The conference was held in Cochabamba and attracted about 35,000 activists. Bolivia’s radical indigenous President Evo Morales convened the summit. Organisers said people from more than 140 countries attended.
In Sydney, 45 people attended a reportback meeting on May 11, sponsored by Green Left Weekly.
Earlier that day, Courtice spoke at a meeting organised by Resistance at the University of Western Sydney in Bankstown.
Courtice said the summit’s final declaration called for world governments to agree to cut atmospheric carbon dioxide levels to under 300 parts per million and aim to limit the average global temperature to a maximum 1°C of warming.
He also said the summit identified the capitalist system as the root cause of dangerous climate change. It called for activists to strive for a new kind of system not based on unlimited growth and consumerism, but designed to restore harmony with nature and between human beings.
This vision was summed up by Morales as “living well, not better”.
In Newcastle, 15 people attended a May 10 meeting with Courtice, organised by the Socialist Alliance.
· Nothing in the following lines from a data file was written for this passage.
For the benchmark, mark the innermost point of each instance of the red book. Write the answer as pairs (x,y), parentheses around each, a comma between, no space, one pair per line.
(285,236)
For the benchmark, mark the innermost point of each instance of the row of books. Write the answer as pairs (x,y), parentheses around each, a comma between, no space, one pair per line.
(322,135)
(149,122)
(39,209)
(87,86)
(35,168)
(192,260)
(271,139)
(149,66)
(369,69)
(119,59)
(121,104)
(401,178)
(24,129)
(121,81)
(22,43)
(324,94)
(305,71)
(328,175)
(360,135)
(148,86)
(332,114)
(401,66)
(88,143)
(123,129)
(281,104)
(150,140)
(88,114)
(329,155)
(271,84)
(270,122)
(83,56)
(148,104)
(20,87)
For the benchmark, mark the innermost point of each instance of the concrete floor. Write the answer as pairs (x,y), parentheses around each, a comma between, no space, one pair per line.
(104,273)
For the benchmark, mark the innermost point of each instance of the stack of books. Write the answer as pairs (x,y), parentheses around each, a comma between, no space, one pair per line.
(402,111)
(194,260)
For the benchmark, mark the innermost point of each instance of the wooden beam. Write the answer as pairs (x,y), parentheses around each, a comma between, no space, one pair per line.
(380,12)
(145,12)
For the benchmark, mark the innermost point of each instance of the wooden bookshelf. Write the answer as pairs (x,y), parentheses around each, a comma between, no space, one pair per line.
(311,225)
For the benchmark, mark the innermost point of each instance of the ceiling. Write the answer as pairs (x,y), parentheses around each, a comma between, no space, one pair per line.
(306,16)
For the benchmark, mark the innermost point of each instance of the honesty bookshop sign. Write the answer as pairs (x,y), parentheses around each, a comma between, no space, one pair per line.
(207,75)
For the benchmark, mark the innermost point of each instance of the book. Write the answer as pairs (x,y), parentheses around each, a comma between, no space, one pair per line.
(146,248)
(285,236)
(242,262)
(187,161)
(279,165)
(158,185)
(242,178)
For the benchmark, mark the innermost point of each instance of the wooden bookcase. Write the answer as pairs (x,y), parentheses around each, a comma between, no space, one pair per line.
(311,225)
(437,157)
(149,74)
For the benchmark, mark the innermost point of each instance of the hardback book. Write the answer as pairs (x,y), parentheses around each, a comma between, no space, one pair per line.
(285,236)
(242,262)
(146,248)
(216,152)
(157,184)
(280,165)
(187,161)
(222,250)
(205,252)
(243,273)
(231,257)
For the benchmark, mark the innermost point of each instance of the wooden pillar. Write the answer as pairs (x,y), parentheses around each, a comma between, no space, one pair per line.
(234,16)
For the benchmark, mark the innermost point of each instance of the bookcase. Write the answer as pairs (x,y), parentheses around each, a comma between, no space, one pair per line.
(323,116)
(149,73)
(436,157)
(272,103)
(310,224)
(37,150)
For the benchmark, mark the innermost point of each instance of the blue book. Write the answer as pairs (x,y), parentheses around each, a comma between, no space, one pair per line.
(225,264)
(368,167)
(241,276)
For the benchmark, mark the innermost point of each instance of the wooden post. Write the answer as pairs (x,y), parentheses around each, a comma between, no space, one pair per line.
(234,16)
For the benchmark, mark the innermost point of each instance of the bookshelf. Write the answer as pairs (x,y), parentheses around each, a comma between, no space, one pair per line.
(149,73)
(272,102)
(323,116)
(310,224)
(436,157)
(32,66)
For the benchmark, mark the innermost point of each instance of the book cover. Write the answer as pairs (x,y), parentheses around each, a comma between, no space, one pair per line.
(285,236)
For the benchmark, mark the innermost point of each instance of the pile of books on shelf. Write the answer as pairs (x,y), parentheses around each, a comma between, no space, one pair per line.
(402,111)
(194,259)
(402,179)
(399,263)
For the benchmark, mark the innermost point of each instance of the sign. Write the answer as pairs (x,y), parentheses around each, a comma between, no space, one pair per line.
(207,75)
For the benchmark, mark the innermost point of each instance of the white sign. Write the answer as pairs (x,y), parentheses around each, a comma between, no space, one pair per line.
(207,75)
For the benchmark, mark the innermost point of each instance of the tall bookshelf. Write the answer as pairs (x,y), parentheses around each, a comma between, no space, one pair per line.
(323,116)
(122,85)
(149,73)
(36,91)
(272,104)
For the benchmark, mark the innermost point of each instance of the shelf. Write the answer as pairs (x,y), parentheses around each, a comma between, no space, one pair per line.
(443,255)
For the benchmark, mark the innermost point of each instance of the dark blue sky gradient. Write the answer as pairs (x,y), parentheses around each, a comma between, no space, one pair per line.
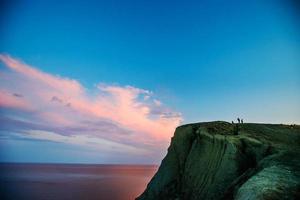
(209,60)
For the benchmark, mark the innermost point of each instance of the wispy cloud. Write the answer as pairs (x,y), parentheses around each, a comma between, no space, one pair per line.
(110,114)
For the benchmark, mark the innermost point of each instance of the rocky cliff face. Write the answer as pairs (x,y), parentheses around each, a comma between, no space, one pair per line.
(213,161)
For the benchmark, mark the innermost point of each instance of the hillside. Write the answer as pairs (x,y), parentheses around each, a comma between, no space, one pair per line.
(220,160)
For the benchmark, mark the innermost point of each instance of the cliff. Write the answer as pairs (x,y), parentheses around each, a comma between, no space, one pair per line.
(218,160)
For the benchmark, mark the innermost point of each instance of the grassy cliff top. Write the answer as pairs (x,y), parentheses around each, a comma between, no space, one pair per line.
(277,135)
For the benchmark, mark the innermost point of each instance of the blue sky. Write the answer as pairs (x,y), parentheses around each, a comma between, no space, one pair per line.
(207,60)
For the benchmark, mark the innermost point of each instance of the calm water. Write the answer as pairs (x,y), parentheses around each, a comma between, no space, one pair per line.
(73,182)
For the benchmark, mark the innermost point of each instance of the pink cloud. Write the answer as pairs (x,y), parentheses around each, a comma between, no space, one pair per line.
(64,102)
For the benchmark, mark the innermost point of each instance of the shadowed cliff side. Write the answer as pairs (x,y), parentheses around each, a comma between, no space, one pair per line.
(212,161)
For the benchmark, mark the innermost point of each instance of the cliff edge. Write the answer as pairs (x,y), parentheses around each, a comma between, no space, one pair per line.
(219,160)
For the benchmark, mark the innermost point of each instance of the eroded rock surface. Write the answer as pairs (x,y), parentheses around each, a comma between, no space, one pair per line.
(210,161)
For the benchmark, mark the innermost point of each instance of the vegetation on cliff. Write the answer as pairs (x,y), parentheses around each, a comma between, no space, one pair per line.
(211,161)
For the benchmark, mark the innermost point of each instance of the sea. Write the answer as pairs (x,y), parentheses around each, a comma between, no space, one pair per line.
(73,181)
Discussion ranged from how best to show solidarity with developing countries, to the Bolivian government’s policies on coca leaf cultivation.
Courtice said the Australian climate movement was right to argue that Australia, a wealthy country, should lead the way in emissions cuts and provide cash and technology to allow less developed countries to cut their emissions while still improving their standard of living.
He said one of the best ways the Australian climate movement could demonstrate its solidarity with developing countries was to campaign for the elimination of racist anti-refugee policies.
Courtice also addressed two meetings in Wollongong on May 12.